The concert featured four rising country stars — Lindsay Ell, Brandy Clark, Devin Dawson and Frankie Ballard — who performed eight songs in a room where Gen. Douglas MacArthur once met Emperor Hirohito in 1945.
Hagerty, who helped bring the television series “Nashville” to his home state as a member of the Tennessee Film, Entertainment and Music Commission, told his guests that country music can be a “bridge between the U.S. and the world.”
The audience included Japanese country music legend Charlie Nagatani, who played at American military bases in the 1950s with his band “Charlie and the Cannonballs.”
The trip to Japan was a walk down memory lane for Davy Gordon, Ballard’s road manager, a Navy veteran who was stationed on the destroyer USS McCampbell at nearby Yokosuka Naval Base more than a decade ago.
Ballard has been touring U.S. bases in Japan, including Yokosuka, Naval Air Facility Atsugi, Yokota Air Base, Camp Schwab, Kadena Air Base and Marine Corps Air Station Iwakuni.
“The troops were really welcoming to us,” Gordon said. “A few guys even showed up wearing cowboy hats.
Ballard, 36, who performed wearing an anchor necklace, said after the concert that he also has an anchor tattoo.
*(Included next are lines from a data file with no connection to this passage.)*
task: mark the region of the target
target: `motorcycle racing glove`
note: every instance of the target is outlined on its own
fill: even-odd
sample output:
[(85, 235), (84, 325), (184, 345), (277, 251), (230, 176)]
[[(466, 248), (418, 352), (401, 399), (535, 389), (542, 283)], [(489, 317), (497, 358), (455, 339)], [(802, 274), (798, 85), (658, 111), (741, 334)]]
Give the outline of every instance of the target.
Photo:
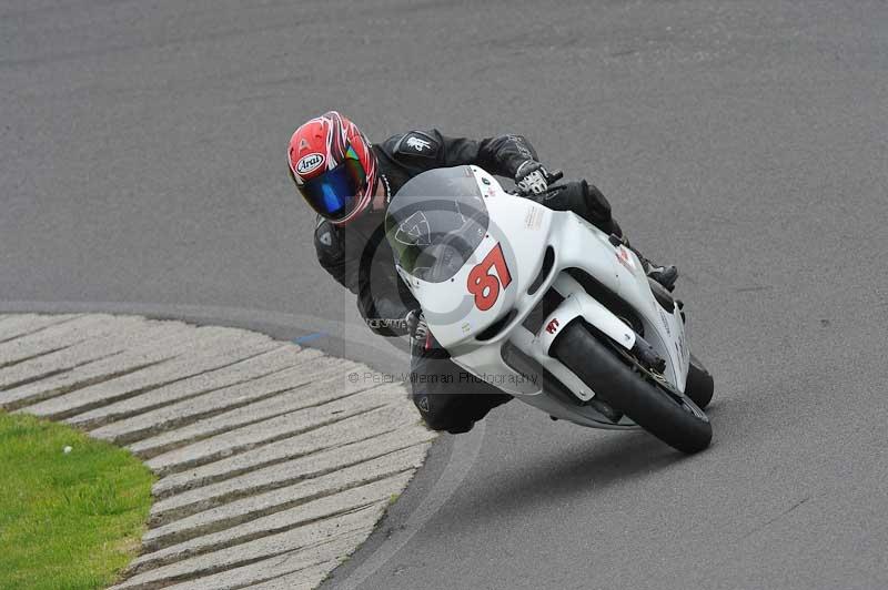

However, it’s not related to his admiration for the military.
“One of my favorite Scriptures from the Bible is to keep your hope anchored in the kingdom of heaven to come,” he said.
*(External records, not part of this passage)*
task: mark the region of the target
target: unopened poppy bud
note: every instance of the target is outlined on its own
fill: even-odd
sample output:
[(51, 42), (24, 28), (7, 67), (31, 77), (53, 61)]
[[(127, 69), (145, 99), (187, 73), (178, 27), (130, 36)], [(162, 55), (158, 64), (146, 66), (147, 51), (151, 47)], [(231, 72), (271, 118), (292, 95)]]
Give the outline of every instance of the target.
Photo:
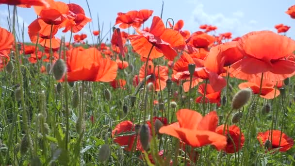
[(143, 149), (148, 151), (149, 148), (150, 132), (148, 126), (145, 124), (141, 126), (139, 131), (139, 140)]
[(52, 68), (53, 76), (56, 80), (59, 80), (63, 78), (66, 71), (65, 61), (62, 59), (59, 59), (53, 65)]
[(24, 92), (21, 89), (20, 89), (20, 87), (17, 87), (16, 89), (16, 90), (15, 91), (15, 96), (16, 100), (16, 101), (20, 101), (23, 95)]
[(270, 104), (267, 103), (262, 107), (262, 114), (268, 114), (271, 110), (271, 106), (270, 106)]
[(60, 94), (62, 92), (62, 90), (63, 90), (63, 84), (61, 83), (58, 83), (56, 85), (56, 92), (58, 94)]
[(124, 114), (127, 114), (128, 112), (128, 106), (127, 105), (124, 105), (123, 106), (123, 112)]
[(265, 140), (265, 142), (264, 142), (264, 148), (267, 149), (269, 149), (271, 147), (271, 142), (270, 140), (269, 139)]
[(164, 110), (165, 109), (165, 105), (164, 102), (161, 102), (159, 104), (159, 109), (160, 110)]
[(155, 121), (155, 131), (156, 133), (159, 134), (159, 130), (162, 126), (163, 126), (163, 123), (158, 119), (156, 119)]
[(47, 74), (49, 74), (51, 72), (51, 64), (50, 63), (46, 65), (46, 72)]
[(8, 74), (12, 73), (14, 67), (13, 66), (13, 63), (12, 63), (12, 62), (11, 62), (11, 61), (9, 61), (8, 63), (7, 63), (6, 68), (6, 71), (7, 71), (7, 73), (8, 73)]
[(195, 73), (195, 69), (196, 69), (196, 64), (188, 64), (188, 71), (190, 72), (190, 74), (193, 75)]
[(103, 94), (104, 95), (104, 98), (107, 100), (111, 100), (111, 99), (112, 98), (112, 94), (111, 94), (111, 91), (109, 89), (105, 89)]
[(231, 118), (231, 122), (232, 123), (236, 123), (240, 121), (241, 118), (243, 116), (243, 113), (241, 112), (238, 112), (235, 113), (233, 116)]
[(284, 97), (286, 95), (286, 89), (284, 87), (282, 87), (279, 88), (279, 93), (282, 96), (282, 97)]
[(22, 137), (21, 141), (20, 142), (20, 148), (19, 149), (21, 155), (24, 155), (27, 152), (29, 149), (29, 147), (30, 147), (30, 142), (31, 141), (30, 141), (29, 136), (25, 135)]
[(73, 108), (77, 108), (79, 105), (79, 94), (77, 92), (74, 92), (73, 100), (72, 100), (72, 106)]
[(139, 131), (140, 130), (140, 125), (136, 124), (134, 126), (134, 132), (137, 134), (139, 133)]
[(75, 82), (67, 82), (67, 83), (70, 87), (72, 87), (73, 86), (74, 86), (74, 85), (75, 85)]
[(222, 105), (225, 105), (225, 104), (227, 103), (227, 97), (223, 96), (222, 97), (222, 100), (221, 100), (221, 104), (222, 104)]
[(108, 144), (103, 144), (99, 149), (99, 153), (98, 154), (98, 160), (101, 162), (104, 162), (107, 161), (110, 157), (111, 153), (111, 149), (110, 146)]
[(166, 81), (166, 87), (168, 90), (170, 90), (172, 86), (172, 81), (170, 79), (169, 79)]
[(245, 105), (252, 96), (252, 90), (245, 88), (240, 90), (233, 97), (231, 107), (233, 109), (239, 109)]
[(290, 83), (290, 78), (287, 78), (284, 80), (284, 83), (286, 85), (288, 85), (289, 83)]
[(170, 102), (170, 106), (172, 108), (175, 108), (177, 107), (177, 103), (175, 101), (171, 101)]
[(135, 101), (136, 101), (136, 97), (134, 96), (131, 96), (130, 97), (130, 101), (131, 101), (131, 105), (133, 107), (134, 106)]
It’s Ballard’s fourth tour of military communities. He’s also performed at bases in Britain and Germany, he said.
“You have a group of people who are working hard to allow guys like me, who are musicians and dreamers, to have a life of freedom,” he said. “That’s not something I take lightly.
“Troops deserve time to relax, where they don’t have to think about being so far from home,” he said.